There are risks associated with well stimulation, and the consequences are magnified in high-cost, high-potential wells. Well and completion integrity must be assessed early in the candidate review. Because acid-stimulation fluids are the most corrosive fluids these wells will be exposed to in their lifetime, a thorough understanding of the metallurgy and testing of acid-corrosion inhibitors are essential. Other risks include introducing formation damage through the use of incompatible fluids. Rigorous laboratory testing should be conducted to find compatible fluid systems.

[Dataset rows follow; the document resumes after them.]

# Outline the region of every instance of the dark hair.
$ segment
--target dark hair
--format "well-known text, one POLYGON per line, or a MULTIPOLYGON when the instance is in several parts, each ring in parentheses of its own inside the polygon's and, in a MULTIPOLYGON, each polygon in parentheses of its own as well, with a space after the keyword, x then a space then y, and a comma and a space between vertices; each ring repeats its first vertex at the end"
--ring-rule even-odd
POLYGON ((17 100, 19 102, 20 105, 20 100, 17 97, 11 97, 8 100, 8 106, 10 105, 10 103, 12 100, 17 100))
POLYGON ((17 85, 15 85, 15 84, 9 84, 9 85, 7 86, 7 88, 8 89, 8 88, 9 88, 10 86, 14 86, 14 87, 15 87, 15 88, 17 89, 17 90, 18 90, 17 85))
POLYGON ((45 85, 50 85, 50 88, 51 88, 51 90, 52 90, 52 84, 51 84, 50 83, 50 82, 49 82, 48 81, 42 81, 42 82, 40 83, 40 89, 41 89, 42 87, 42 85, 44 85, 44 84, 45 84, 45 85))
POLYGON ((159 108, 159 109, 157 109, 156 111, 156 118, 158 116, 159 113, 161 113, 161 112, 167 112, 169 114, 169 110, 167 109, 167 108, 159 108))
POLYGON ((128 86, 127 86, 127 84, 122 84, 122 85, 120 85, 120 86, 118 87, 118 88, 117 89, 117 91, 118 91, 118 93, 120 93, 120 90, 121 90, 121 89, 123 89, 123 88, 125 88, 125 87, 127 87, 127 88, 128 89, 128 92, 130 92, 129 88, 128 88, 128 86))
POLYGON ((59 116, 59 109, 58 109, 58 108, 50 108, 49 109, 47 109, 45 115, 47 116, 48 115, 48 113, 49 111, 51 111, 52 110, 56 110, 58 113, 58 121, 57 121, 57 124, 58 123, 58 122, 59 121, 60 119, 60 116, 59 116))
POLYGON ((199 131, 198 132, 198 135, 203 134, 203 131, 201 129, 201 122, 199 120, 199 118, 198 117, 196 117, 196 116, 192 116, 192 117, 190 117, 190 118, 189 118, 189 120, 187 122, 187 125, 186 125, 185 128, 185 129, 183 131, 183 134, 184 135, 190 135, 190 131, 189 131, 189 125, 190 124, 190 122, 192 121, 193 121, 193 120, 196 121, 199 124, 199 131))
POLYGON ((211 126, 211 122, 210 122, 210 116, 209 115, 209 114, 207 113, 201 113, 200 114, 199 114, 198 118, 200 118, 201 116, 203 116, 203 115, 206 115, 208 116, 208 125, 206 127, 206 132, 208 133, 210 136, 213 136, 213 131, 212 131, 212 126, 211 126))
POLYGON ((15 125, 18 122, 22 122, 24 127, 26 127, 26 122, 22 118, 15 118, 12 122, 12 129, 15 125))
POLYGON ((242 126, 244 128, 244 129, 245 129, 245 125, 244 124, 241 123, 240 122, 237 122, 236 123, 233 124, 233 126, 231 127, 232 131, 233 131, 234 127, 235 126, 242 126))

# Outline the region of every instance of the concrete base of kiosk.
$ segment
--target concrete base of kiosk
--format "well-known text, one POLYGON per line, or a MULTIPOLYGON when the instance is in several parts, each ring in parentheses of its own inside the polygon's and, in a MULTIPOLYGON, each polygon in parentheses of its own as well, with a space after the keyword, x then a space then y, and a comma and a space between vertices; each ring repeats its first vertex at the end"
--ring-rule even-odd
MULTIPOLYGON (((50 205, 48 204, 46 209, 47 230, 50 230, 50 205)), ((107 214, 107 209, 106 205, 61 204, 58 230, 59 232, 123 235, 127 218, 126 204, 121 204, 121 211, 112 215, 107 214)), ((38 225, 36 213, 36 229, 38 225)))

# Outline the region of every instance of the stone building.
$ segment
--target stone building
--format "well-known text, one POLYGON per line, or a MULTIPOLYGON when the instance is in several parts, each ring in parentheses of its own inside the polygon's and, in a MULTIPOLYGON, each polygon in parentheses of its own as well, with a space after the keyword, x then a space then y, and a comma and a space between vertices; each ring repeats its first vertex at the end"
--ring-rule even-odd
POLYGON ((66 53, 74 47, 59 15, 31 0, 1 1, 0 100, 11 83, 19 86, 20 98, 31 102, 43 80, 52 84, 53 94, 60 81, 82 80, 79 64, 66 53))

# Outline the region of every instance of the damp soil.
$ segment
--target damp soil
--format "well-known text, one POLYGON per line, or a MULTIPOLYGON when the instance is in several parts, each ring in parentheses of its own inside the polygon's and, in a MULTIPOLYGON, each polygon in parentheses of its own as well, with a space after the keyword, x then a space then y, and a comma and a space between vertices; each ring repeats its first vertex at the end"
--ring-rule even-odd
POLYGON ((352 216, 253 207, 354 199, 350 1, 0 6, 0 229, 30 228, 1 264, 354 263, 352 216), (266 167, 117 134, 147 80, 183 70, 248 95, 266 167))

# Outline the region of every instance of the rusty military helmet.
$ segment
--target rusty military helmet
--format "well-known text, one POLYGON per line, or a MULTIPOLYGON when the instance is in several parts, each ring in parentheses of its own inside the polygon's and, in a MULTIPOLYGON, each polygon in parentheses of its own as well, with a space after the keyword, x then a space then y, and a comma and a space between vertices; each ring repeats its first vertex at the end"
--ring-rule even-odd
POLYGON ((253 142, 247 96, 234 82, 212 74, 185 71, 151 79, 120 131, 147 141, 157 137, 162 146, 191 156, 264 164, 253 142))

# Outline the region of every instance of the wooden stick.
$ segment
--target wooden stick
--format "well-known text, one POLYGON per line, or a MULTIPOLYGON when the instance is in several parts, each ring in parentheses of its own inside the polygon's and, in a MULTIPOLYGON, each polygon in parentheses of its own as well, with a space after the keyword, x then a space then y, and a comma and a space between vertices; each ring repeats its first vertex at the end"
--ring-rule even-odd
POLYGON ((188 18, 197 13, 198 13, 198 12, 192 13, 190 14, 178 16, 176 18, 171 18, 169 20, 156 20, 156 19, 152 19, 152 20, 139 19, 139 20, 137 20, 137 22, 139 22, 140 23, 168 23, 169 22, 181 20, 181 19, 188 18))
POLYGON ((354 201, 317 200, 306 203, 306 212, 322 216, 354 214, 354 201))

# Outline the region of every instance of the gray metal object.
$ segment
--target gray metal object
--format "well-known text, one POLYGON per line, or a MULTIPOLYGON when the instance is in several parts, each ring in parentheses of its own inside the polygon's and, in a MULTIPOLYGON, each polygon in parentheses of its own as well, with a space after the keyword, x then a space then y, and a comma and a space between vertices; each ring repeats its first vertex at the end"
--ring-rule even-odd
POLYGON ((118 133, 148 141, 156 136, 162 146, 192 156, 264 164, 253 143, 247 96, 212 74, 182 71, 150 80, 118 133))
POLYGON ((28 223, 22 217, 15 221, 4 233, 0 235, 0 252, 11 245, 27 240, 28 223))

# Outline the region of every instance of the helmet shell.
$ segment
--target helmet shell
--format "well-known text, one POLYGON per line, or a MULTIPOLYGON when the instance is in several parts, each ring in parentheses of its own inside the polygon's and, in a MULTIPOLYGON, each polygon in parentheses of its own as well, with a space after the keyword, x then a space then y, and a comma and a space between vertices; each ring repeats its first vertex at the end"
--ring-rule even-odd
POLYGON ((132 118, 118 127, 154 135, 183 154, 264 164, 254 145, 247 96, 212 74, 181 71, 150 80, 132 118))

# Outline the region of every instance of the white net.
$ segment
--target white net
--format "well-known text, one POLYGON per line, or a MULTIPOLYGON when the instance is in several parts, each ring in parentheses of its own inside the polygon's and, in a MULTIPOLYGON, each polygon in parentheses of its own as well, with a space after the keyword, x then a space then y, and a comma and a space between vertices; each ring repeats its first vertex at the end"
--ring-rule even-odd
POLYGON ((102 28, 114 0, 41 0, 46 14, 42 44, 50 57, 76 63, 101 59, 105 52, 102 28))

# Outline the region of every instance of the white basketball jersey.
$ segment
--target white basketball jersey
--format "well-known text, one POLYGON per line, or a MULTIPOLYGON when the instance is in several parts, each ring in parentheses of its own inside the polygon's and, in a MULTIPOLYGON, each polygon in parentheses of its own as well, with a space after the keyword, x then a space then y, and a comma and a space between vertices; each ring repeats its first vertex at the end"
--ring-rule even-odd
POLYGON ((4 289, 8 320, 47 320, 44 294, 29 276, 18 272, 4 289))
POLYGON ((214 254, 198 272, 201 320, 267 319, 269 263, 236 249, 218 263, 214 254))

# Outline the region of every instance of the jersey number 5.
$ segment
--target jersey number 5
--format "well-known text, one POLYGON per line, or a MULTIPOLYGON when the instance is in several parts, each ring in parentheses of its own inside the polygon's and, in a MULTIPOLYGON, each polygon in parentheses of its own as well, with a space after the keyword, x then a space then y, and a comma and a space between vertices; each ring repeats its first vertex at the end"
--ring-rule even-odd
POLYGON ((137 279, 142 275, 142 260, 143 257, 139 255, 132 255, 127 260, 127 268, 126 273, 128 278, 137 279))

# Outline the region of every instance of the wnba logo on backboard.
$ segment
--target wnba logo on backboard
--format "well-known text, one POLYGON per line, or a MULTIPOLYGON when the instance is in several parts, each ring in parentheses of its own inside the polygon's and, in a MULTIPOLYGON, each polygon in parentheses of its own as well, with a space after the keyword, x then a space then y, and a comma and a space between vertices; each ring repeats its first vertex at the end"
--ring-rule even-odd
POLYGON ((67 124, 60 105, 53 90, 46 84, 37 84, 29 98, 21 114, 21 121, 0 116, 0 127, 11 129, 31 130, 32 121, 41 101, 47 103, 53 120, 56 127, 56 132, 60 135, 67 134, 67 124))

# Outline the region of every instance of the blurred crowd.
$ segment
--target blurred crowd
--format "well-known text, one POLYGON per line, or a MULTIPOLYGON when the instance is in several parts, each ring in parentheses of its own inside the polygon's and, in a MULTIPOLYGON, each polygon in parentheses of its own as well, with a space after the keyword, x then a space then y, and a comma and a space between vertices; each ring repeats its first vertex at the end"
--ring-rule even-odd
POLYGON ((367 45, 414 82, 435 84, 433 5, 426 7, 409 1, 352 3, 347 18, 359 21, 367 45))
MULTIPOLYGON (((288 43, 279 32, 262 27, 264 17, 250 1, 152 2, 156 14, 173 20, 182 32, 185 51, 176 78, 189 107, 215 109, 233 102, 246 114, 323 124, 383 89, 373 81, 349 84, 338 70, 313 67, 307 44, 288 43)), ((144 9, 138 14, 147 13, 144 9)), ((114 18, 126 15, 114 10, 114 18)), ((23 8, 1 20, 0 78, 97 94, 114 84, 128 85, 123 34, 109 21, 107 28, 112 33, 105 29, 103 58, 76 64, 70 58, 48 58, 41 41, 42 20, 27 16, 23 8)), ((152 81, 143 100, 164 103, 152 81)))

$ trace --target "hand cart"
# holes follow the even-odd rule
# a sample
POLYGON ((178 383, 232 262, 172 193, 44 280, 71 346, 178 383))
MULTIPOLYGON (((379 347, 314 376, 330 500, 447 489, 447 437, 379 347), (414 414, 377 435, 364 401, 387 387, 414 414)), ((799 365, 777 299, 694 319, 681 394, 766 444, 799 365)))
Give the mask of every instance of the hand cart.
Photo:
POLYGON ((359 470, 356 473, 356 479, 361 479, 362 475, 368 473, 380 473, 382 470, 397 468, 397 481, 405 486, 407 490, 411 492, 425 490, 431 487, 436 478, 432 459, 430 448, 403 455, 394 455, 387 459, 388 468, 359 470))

Changes in production behavior including brief releases of sour gas, emulsions, and sludges have been observed following acid treatments. These risks must be assessed, and mitigation and response plans must be in place.

Conclusions

Stimulation of sand-controlled producers in deepwater turbidite reservoirs has delivered value, through both accelerated recovery and improved volumetric recovery. The best stimulation candidates are wells with high production and recovery potential and with clear indications of near-wellbore impairment. Although the incremental-production ratio may be lower than typical for matrix stimulation, the rate and volume ­changes, and hence business value, are greater than those in less-prolific wells. Stimulation of subsea wells is more challenging and costly than stimulation of DVA wells. However, the value of improved volume recovery can make these interventions extremely attractive. Improved surveillance focus and technologies are critical to make these opportunities more accessible and reduce risk. Improved intervention technologies are also required to provide more flexibility and to lower intervention-cost capability. Success requires determining that the undesired production behavior of the well is related to near-wellbore impairment, not other causes.

This article, written by Senior Technology Editor Dennis Denney, contains highlights of paper SPE 159660, “A Decade of Deepwater Gulf of Mexico Stimulation Experience,” by Lee N. Morgenthaler, SPE, and Leigh A. Fry, Shell E&P, prepared for the 2012 SPE Annual Technical Conference and Exhibition, San Antonio, Texas, 8–10 October. The paper has not been peer reviewed.